Walking may ease some burdens of menopause

Walking for 45 minutes a few times a week may help women in the “battle of the bulge” that often accompanies menopause, and at the same time improve overall well being, hints new research from Canada.

Pointing out that the 45 minutes can be broken up into shorter jaunts, researcher Dr. Pascale Mauriège, of Quebec’s Laval University, told Reuters Health in an email it’s a program that could be “easily incorporated” into a woman’s daily life.

The researchers wanted to know if a 16-week walking program would help older overweight inactive women lose some weight, increase their lean body mass and experience a better health-related quality of life.

They enrolled 35 moderately obese and sedentary white women who were either nearing menopause or newly post-menopausal. Thirty women finished the program - 16 premenopausal and 14 postmenopausal.

The women, guided by trainers, walked for 45 minutes on an indoor track every other day for 16 weeks. The intensity of the walking was not unlike the intensity of walking a dog, Mauriège said. While moderately obese, all participants were healthy.

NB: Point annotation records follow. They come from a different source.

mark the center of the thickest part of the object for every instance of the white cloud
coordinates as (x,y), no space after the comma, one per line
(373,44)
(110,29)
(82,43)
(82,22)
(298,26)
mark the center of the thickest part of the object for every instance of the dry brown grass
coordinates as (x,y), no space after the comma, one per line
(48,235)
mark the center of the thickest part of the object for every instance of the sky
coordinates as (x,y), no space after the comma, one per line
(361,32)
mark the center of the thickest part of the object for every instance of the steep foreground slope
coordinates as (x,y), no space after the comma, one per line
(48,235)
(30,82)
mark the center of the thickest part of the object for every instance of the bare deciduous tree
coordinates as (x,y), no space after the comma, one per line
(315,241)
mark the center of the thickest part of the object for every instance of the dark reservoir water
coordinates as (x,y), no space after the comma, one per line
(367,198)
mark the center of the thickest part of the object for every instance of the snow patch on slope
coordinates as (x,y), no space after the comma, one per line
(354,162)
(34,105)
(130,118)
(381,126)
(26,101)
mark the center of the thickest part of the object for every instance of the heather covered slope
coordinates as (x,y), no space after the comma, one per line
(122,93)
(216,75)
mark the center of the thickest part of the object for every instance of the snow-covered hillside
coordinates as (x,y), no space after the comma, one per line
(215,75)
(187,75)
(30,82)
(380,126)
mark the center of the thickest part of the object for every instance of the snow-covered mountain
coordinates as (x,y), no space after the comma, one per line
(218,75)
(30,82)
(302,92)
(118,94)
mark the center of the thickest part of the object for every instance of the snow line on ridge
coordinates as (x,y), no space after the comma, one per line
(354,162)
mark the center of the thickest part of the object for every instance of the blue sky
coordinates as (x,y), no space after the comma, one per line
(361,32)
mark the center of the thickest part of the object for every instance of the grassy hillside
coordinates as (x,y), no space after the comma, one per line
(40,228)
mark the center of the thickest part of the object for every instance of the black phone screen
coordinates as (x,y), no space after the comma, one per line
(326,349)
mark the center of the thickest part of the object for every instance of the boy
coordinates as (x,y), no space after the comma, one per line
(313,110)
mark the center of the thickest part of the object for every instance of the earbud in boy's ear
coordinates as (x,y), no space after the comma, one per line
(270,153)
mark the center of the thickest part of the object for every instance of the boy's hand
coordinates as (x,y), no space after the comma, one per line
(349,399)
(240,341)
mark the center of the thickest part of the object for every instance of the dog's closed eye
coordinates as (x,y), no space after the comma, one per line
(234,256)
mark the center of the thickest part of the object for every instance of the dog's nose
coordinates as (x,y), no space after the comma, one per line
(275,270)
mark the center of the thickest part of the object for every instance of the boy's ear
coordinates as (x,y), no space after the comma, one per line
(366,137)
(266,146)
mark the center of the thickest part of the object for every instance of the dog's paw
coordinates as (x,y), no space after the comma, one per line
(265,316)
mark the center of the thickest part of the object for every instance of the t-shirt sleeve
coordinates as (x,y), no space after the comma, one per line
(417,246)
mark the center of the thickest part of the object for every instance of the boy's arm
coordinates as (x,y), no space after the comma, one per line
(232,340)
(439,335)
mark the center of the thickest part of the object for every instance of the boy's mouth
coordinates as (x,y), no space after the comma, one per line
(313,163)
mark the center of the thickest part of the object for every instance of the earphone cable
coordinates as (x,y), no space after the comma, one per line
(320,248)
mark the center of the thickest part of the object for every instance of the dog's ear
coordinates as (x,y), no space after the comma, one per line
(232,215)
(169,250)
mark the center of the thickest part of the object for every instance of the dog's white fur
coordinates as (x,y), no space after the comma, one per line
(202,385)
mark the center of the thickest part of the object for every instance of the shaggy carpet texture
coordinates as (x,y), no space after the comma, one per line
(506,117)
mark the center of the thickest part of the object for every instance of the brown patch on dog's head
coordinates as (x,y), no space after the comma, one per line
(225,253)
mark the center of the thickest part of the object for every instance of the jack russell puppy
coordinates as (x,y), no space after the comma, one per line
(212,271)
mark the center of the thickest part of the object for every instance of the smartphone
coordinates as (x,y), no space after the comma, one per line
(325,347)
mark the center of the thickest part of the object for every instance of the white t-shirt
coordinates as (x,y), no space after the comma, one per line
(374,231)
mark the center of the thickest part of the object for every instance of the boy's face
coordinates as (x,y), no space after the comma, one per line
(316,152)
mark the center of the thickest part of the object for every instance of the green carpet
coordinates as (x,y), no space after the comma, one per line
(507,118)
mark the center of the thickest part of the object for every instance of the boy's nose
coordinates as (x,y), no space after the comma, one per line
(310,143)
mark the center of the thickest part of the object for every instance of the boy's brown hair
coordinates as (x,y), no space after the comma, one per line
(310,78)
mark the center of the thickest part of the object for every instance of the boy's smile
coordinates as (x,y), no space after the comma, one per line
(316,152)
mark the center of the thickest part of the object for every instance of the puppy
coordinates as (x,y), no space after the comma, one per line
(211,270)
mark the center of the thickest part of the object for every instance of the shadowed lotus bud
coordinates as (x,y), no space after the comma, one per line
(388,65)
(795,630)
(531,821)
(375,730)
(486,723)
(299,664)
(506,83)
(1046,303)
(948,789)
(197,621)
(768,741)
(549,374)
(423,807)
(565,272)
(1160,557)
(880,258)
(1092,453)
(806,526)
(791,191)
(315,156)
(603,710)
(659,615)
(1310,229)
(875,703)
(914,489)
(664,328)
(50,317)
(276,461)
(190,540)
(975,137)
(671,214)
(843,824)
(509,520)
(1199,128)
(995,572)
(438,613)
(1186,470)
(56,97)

Of the five participants who dropped out of the study early, three bristled at the program’s restrictions and wanted to walk more than three days a week.

At the beginning of the study, post and premenopausal women tended to have similar health-related quality of life ratings on such things as body pain, health, vitality, physical and social functioning and emotional and mental health.

At the end of the program, both groups of women appeared to benefit physically and mentally although in different ways, the researchers report in the journal Menopause.

Greater weight loss was achieved by the premenopausal women who lost an average of about 4.4 pounds compared to 1.5 pounds for the postmenopausal women. They also tended to lose more fat mass. Postmenopausal women, however, tended to benefit with a larger drop in their waist size and from gains in lean body mass.

The program also appeared to have a “non-negligible impact” on both groups’ sense of physical and mental well being, the researchers report.

Postmenopausal women had the larger gains in health-related quality of life scores in bodily pain, daily physical functioning, general health, emotional and mental health while premenopausal women had the greater gains in all physical activities of life, vitality and social functioning.

Mauriège said, to her knowledge, this is the first study to test the impact of a walking program on the various mental functioning scores in pre- and postmenopausal women.

But the study’s small size and lack of a control group (a group of women similar to participants who did not take part in the study’s exercise regimen) limits the validity of the findings.

Still, the findings do suggest that “moderate-intensity and moderate-frequency exercise” easily integrated in life habits seems to be enough to improve health-related quality of life in both premenopausal and early postmenopausal women, the researchers conclude.